################################
#### Manifestos Dataset ########
################################

## Purpose: This dataset analyzes patterns 
## in the Comparative Manifesots Project. We include
## this analysis in the SI, section K. 
## Data In:
## Comparative Manifestos Project data:
## data_files/MPDataset_MPDS2024a.xlsx
## Follow the instructions in the README for how
## to downlaod this dataset. Save the downloaded
## dataset in the "data_files" folder.
## Data Out:
## figures/manifestos_index.pdf

##################################
### Libraries and Dependencies ###
##################################

## set working directory to 
## the Dataverse replication folder

library(openxlsx) ## version 4.2.6.1
library(tidyverse) ## version 2.0.0

manifestos <- read.xlsx("data_files/MPDataset_MPDS2024a.xlsx")

## limit to united states
## documentation that country "61" is the United States
manifestos <- manifestos[manifestos$country == 61, ]

## limit to Democratic, Republican party
## Manifestos
manifestos <- manifestos[manifestos$partyname %in%
                           c("Democratic Party",
                             "Republican Party"), ]

## clean year 
manifestos$year <- gsub("([0-9]{4}).*",
                        "\\1", manifestos$date)

## The CMP collects the party platforms
## before each presidential election. The authors
## then break down each platform into "quasi sentences"
## and assigns an issue area to each sentence.
## The dataset then reports the percent of quasi sentences
## devoted to each issue area.
## .05 means 5% of quasi-sesntences
## were assigned to that code in that year. 

## We create an index for economic-distributive issues
## and socio-cultural issues. We use the same issue
## items used by Gethin et. al. (2022), although 
## we use a different weight scheme to create the indices. 

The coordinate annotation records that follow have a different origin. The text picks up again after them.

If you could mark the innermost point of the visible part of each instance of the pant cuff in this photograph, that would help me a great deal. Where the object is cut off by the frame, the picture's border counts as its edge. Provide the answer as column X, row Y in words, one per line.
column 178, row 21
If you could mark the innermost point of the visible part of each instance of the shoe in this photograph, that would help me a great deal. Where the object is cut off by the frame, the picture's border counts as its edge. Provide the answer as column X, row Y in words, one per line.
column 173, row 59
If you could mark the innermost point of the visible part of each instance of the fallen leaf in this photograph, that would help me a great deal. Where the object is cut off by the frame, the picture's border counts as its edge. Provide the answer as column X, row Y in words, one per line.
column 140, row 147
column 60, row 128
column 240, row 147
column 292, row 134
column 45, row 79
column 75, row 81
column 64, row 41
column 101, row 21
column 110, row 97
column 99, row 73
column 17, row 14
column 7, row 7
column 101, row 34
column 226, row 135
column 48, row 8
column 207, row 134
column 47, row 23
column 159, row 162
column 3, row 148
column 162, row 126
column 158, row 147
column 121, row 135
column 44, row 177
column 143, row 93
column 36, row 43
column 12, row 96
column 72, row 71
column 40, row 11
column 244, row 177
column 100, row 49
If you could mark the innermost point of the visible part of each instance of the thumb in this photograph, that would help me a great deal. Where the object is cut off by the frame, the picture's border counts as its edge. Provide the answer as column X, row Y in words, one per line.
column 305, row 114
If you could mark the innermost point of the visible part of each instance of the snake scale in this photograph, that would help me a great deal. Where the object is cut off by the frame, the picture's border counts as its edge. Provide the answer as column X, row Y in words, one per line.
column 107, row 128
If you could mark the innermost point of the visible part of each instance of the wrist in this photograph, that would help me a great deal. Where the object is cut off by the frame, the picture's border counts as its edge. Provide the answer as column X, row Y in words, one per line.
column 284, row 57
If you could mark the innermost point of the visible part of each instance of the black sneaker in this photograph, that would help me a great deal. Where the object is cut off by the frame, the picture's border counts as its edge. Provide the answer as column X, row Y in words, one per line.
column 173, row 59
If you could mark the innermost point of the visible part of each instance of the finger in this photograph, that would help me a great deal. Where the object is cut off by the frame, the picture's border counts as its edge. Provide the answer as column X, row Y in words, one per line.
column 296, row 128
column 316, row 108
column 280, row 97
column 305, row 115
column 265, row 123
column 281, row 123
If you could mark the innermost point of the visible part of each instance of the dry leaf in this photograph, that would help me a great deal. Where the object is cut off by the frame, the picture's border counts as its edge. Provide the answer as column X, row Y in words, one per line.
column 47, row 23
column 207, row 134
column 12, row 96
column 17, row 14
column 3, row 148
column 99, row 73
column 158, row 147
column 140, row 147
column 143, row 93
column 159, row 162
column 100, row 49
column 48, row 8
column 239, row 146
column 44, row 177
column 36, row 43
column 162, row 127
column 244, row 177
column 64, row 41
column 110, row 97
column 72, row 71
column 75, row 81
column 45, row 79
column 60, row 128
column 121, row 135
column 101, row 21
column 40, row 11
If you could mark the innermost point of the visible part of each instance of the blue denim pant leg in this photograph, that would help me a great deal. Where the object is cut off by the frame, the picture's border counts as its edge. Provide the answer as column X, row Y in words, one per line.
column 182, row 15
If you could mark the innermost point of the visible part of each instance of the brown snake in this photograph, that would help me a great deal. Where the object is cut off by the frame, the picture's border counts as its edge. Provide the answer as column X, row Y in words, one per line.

## limit manifestos to relevant variables
## partyname, year, and selected issue areas
manifestos <- manifestos %>%
  select(partyname,
         year,
         per201, ## freedom and human rights
         per202, ## democracy
         per305, ## political authority
         per401, ## free market
         per402, ## supply side economics - not included, but lets add to Republican economic
         per403, ## market regulation 
         per404, ## economic planning
         per405, ## corporatism 
         per406, ## protectionism: positive
         per407, ## protectionism: negative
         per409, ## Keynesian demand management: positive
         per410, ## Economic Growth (productivity): positive
         per412, ## controlled economy 
         per413, ## Nationalisation 
         per414, ## Economic orthodoxy: positive
         per415, ## Marxist anaalysis
         per416, ## anti growth 
         per501, ## Environmental protection 
         per502, ## Culture: positive 
         per503, ## Equality: positive / social justice
         per504, ## welafare state expansion
         per505, ## welfare state limitation
         per506, ## education expansion
         per507, ## education limitation 
         per601, ## National way of life: positive  
         per602, ## National way of life: negative 
         per603, ## traditional morality - positive
         per604, ## traditioanl morality -negative
         per605, ## law and order: positive 
         per607, ## muliculturalism: posiitve 
         per608, ## multiculturalism: negative 
         per701, ## 701 is labor groups positive
         per702, ## labor groups - engative 
         per705, ## underprivilegd minotiry grups. - ppositive
         per706) ## non-economic demographic groups )

## create long version
manifestos_long <- manifestos %>%
  gather(key = "characteristic",
         value = "share",
         -partyname,
         -year)

## share indicates the share of quasi-sentence in respective
## category calculated as fraction of the overall number of 
## allocated codes (quasi sentences assigned a code) 
## per manifesto document

## clean variables
manifestos_long$year <- paste0(manifestos_long$year,
                               "-01-01")
manifestos_long$year <- as.Date(manifestos_long$year)
manifestos_long$partyname <- factor(manifestos_long$partyname,
                                    levels = c("Republican Party",
                                               "Democratic Party"))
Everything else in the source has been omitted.